The 1950s to 1980s
After the end of World War II, the U.S. economy grew.
- 1946-1949: The Government collected enough in taxes and other fees so that there was more money than needed to pay for programs - meaning that there was a budget surplus. Even with that surplus, the debt remained large - never falling below $250 billion.
- 1950: The U.S. got involved in the Korean War. This caused growth in military spending, but the debt only grew a small amount.
- 1960s: The U.S. debt increased a great deal as the Government started many new programs to help the poor, improve education, and provide better transportation. There were also programs to fight crime and drug abuse, as well as end racial discrimination. The U.S. also took part in the Vietnam War. The debt increased to $382.6 billion by 1960.
- 1970s: Debt continued to grow as receipts failed to keep up with spending.

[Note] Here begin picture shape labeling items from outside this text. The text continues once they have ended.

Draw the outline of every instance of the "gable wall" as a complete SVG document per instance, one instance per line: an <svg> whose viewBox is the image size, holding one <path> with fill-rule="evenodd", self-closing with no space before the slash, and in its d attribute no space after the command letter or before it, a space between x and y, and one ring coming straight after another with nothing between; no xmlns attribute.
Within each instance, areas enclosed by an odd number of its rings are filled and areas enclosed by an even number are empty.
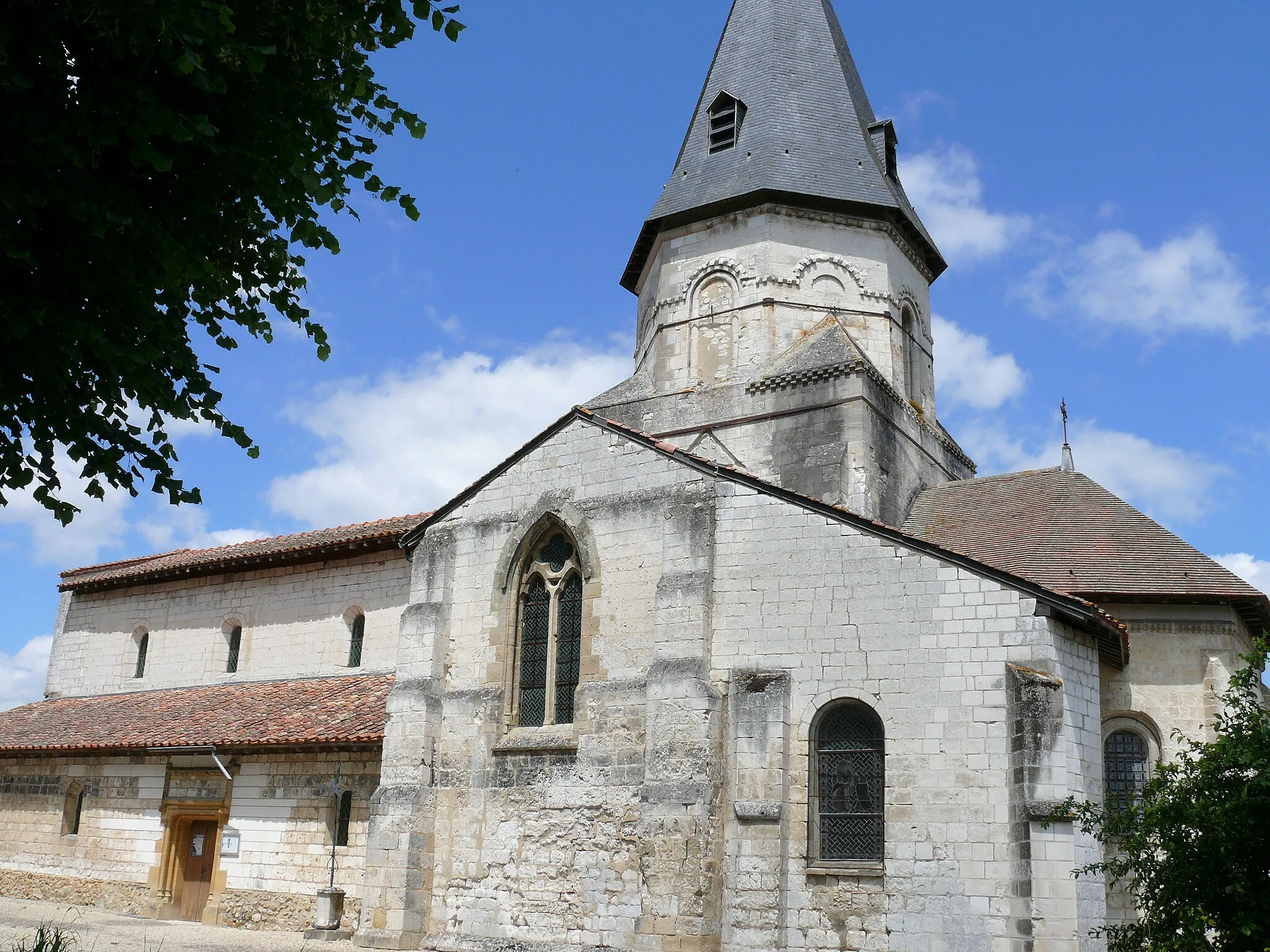
<svg viewBox="0 0 1270 952"><path fill-rule="evenodd" d="M348 671L344 612L366 614L362 671L391 670L409 593L399 550L330 562L72 593L58 614L47 692L60 696L304 678ZM225 671L224 625L243 625L239 669ZM133 632L150 632L133 678Z"/></svg>
<svg viewBox="0 0 1270 952"><path fill-rule="evenodd" d="M552 508L598 567L584 684L574 726L521 729L499 586ZM366 941L978 949L1026 925L1085 946L1088 844L1036 817L1097 784L1096 650L1031 599L584 423L431 527L414 566ZM1053 683L1033 731L1007 661ZM806 871L809 724L843 696L886 724L884 876Z"/></svg>

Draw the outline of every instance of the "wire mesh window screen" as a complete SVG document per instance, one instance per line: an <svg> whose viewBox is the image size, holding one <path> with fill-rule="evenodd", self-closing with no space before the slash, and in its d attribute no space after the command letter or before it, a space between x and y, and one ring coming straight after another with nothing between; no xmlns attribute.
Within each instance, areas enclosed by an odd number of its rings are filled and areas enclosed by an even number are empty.
<svg viewBox="0 0 1270 952"><path fill-rule="evenodd" d="M150 632L147 631L137 640L137 666L132 671L133 678L144 678L146 674L146 654L150 651Z"/></svg>
<svg viewBox="0 0 1270 952"><path fill-rule="evenodd" d="M881 721L864 704L829 711L815 735L820 859L883 858Z"/></svg>
<svg viewBox="0 0 1270 952"><path fill-rule="evenodd" d="M362 642L366 641L366 616L353 617L352 632L348 638L348 666L362 666Z"/></svg>
<svg viewBox="0 0 1270 952"><path fill-rule="evenodd" d="M1149 773L1147 741L1137 731L1113 731L1102 744L1102 777L1107 801L1134 797Z"/></svg>
<svg viewBox="0 0 1270 952"><path fill-rule="evenodd" d="M547 703L547 632L551 594L535 576L521 603L521 726L541 726Z"/></svg>
<svg viewBox="0 0 1270 952"><path fill-rule="evenodd" d="M556 611L556 724L573 724L573 692L582 659L582 579L570 575Z"/></svg>
<svg viewBox="0 0 1270 952"><path fill-rule="evenodd" d="M243 647L243 626L235 625L230 631L230 656L225 661L225 670L232 674L237 670L239 649Z"/></svg>
<svg viewBox="0 0 1270 952"><path fill-rule="evenodd" d="M339 812L335 815L335 845L348 845L348 824L353 819L353 791L339 795Z"/></svg>

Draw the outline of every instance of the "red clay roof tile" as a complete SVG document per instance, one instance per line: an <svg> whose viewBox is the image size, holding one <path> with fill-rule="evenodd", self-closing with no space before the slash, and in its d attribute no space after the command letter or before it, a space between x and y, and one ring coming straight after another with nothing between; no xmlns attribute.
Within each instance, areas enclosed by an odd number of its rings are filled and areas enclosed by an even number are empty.
<svg viewBox="0 0 1270 952"><path fill-rule="evenodd" d="M246 570L255 564L311 561L331 550L391 548L398 539L428 518L429 513L395 515L391 519L337 526L329 529L272 536L253 542L236 542L217 548L178 548L174 552L124 559L62 572L58 588L102 589L136 585L168 578L210 575L226 570Z"/></svg>
<svg viewBox="0 0 1270 952"><path fill-rule="evenodd" d="M0 711L0 751L380 744L391 674L37 701Z"/></svg>

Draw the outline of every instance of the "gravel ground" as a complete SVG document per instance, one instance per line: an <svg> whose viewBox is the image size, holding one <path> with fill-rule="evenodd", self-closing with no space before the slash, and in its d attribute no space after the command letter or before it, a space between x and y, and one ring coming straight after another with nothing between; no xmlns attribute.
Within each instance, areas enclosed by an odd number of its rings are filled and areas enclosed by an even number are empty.
<svg viewBox="0 0 1270 952"><path fill-rule="evenodd" d="M29 939L41 923L75 933L79 952L348 952L351 942L311 942L298 932L251 932L198 923L156 922L95 906L0 896L0 949Z"/></svg>

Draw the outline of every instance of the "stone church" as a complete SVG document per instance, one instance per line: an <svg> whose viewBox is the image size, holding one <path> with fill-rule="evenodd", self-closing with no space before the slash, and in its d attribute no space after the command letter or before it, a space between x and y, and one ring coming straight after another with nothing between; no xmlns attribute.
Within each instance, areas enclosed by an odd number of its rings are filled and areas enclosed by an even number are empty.
<svg viewBox="0 0 1270 952"><path fill-rule="evenodd" d="M377 948L1100 948L1132 911L1043 817L1204 736L1270 602L1071 465L975 476L895 152L829 0L735 0L631 376L436 512L65 572L0 892L302 928L334 876Z"/></svg>

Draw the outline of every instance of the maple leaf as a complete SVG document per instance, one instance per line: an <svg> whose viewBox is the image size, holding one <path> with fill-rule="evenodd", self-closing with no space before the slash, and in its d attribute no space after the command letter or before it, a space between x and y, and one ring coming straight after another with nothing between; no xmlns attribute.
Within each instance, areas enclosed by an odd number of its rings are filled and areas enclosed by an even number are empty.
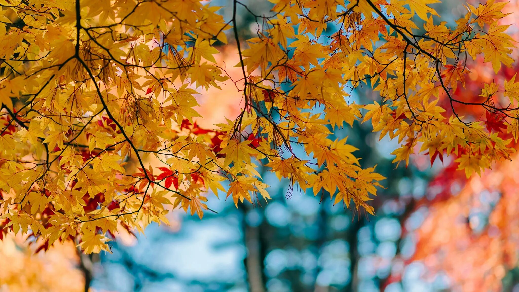
<svg viewBox="0 0 519 292"><path fill-rule="evenodd" d="M502 114L487 111L485 113L485 115L487 118L487 120L485 121L485 124L486 125L488 132L491 132L492 130L500 132L501 129L507 128L504 125L504 116Z"/></svg>
<svg viewBox="0 0 519 292"><path fill-rule="evenodd" d="M238 208L238 202L243 202L243 200L247 200L251 203L251 194L249 192L255 192L257 191L255 187L255 183L257 182L257 179L253 177L240 176L238 179L229 184L229 190L227 191L227 197L233 195L233 201L234 201L235 205Z"/></svg>
<svg viewBox="0 0 519 292"><path fill-rule="evenodd" d="M218 152L219 154L225 154L224 165L226 166L233 162L238 165L244 162L250 163L251 155L257 153L253 148L249 146L252 142L250 140L241 142L234 140L229 141L227 145Z"/></svg>

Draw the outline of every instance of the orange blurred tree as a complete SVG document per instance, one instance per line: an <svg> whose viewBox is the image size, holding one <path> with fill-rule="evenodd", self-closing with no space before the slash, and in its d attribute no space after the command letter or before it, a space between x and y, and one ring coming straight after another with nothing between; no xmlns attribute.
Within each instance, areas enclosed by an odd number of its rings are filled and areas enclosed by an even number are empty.
<svg viewBox="0 0 519 292"><path fill-rule="evenodd" d="M366 202L384 178L333 135L356 120L398 139L395 162L454 155L469 176L515 151L515 76L485 85L476 101L455 93L471 59L496 72L512 64L515 42L497 23L504 3L468 5L449 28L433 23L436 0L273 2L246 43L238 0L228 21L193 0L0 2L3 232L45 249L59 240L108 250L118 230L143 232L172 209L202 218L210 191L237 207L269 199L257 164L373 214ZM196 90L230 78L214 56L222 44L237 48L242 76L232 82L244 106L203 129ZM348 98L363 83L379 94L373 103ZM486 121L460 107L483 109Z"/></svg>

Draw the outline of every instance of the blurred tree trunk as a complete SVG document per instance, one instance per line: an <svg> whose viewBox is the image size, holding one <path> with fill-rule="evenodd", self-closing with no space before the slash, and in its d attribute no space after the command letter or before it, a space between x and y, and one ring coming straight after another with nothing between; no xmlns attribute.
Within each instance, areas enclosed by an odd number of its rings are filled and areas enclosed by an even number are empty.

- The economy also faced quickly increasing gas and oil prices, and rising inflation (an increase in prices for the things you buy).
By 1979, the debt reached more than $845 billion. During the 1970s, the amount of the Government’s debt sold to foreign governments increased a great deal. By 1973, foreign governments owned $28.5 billion of the U.S. Government’s debt.
- 1980s: Debt continued to grow and reached nearly $3 trillion by 1989. Personal debt also grew during this period. People borrowed more money from banks to buy houses and began to rely on credit cards to buy the things they wanted.
- 1946-1949 - The U.S. had a budget surplus.
- 1950 - The U.S. enters the Korean War.
- 1960 - Debt increases to $382.6 Billion.
- 1979 - The debt reached more than $845 billion.
- 1989 - The debt reached nearly $3 trillion.